The offering formula, also known under transliterated forms of its incipit as the ḥtp-ḏỉ-nsw or ḥtp-ḏj-nswt formula was a conventional dedicatory formula inscribed on ancient Egyptian funerary objects, believed to allow the deceased to partake in offerings presented to the major deities in the name of the king, or in offerings presented directly to the deceased by family members. It is among the most common of all Middle Egyptian texts.

Its incipit ḥtp-ḏj-nswt "an offering given by the king" is followed by the name of a deity and a list of offerings given. The offering formula is usually found carved or painted onto stelae, false doors, coffins, figurines, and myriad other funerary goods. Each person had their own name and titles put into the formula. The offering formula was not a royal prerogative like some of the other religious texts such as the Litany of Re, and was used by anyone who could afford to have one made.
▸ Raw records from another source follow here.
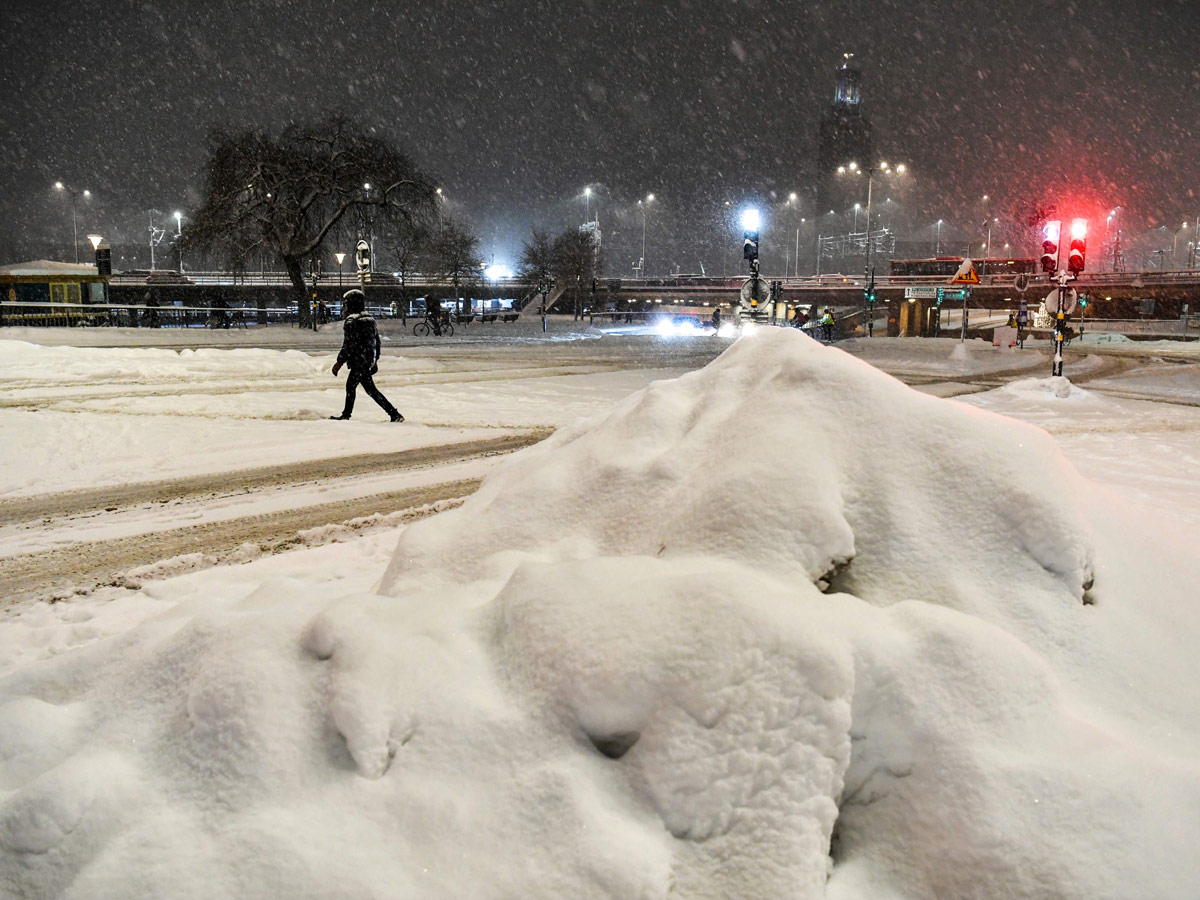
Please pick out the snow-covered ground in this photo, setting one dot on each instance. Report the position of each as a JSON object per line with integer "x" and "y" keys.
{"x": 779, "y": 627}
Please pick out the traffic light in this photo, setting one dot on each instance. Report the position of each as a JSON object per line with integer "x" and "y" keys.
{"x": 750, "y": 244}
{"x": 1050, "y": 232}
{"x": 1078, "y": 250}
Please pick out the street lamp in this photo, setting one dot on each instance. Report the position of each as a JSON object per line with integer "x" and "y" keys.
{"x": 75, "y": 223}
{"x": 792, "y": 198}
{"x": 649, "y": 199}
{"x": 179, "y": 239}
{"x": 883, "y": 168}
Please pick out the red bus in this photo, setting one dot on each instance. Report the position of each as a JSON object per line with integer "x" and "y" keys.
{"x": 948, "y": 265}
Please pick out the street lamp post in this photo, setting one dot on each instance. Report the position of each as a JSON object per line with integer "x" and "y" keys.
{"x": 75, "y": 219}
{"x": 882, "y": 168}
{"x": 649, "y": 199}
{"x": 179, "y": 239}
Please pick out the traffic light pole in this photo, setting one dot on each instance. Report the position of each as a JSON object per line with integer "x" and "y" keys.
{"x": 1060, "y": 324}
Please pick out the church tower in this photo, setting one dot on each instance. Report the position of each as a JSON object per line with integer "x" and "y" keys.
{"x": 845, "y": 137}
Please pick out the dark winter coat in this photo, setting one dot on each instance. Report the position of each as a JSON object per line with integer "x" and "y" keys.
{"x": 360, "y": 345}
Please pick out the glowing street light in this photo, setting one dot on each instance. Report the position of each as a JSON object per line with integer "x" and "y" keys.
{"x": 645, "y": 207}
{"x": 179, "y": 239}
{"x": 75, "y": 222}
{"x": 883, "y": 168}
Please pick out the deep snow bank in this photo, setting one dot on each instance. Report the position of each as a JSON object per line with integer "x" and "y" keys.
{"x": 613, "y": 672}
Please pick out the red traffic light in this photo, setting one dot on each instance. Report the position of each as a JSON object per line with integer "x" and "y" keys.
{"x": 1078, "y": 251}
{"x": 1050, "y": 234}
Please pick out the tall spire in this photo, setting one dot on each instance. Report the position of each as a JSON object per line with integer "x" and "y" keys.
{"x": 847, "y": 95}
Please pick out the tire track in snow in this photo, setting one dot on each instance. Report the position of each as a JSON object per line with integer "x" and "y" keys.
{"x": 43, "y": 508}
{"x": 83, "y": 567}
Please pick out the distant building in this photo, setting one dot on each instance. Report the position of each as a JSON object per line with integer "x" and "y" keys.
{"x": 845, "y": 137}
{"x": 43, "y": 282}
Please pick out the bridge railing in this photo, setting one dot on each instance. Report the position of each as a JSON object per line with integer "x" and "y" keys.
{"x": 49, "y": 315}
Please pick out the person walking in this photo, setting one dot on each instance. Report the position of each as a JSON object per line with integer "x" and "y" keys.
{"x": 360, "y": 353}
{"x": 827, "y": 324}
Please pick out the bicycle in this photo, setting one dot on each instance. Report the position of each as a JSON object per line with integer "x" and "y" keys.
{"x": 432, "y": 325}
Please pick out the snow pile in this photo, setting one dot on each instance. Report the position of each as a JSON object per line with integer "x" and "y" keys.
{"x": 778, "y": 628}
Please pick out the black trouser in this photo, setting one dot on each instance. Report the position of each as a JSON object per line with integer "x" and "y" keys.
{"x": 353, "y": 381}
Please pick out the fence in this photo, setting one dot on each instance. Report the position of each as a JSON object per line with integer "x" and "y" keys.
{"x": 1187, "y": 327}
{"x": 133, "y": 316}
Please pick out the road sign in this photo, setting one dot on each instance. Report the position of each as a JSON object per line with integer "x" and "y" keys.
{"x": 1053, "y": 301}
{"x": 921, "y": 293}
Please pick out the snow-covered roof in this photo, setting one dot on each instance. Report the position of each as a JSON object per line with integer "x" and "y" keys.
{"x": 47, "y": 267}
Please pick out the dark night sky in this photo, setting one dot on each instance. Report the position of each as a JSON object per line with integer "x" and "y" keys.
{"x": 516, "y": 106}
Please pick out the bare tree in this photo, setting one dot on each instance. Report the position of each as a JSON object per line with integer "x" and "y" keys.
{"x": 577, "y": 262}
{"x": 285, "y": 195}
{"x": 537, "y": 262}
{"x": 454, "y": 253}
== History and development ==

=== Origins ===
Offerings to the dead were part of Egyptian religious practices since prehistoric times. The offering formula, which emerged around the 4th Dynasty and remained in use until the Roman period, developed from ideologies about death and the afterlife. Religious beliefs about death emphasized transformation (allowing the deceased to dwell eternally in the afterlife) and sustenance. These concepts were tied to actions that had to be performed by the living (for instance, embalming), theoretically preserving the relationship between living and dead in perpetuity.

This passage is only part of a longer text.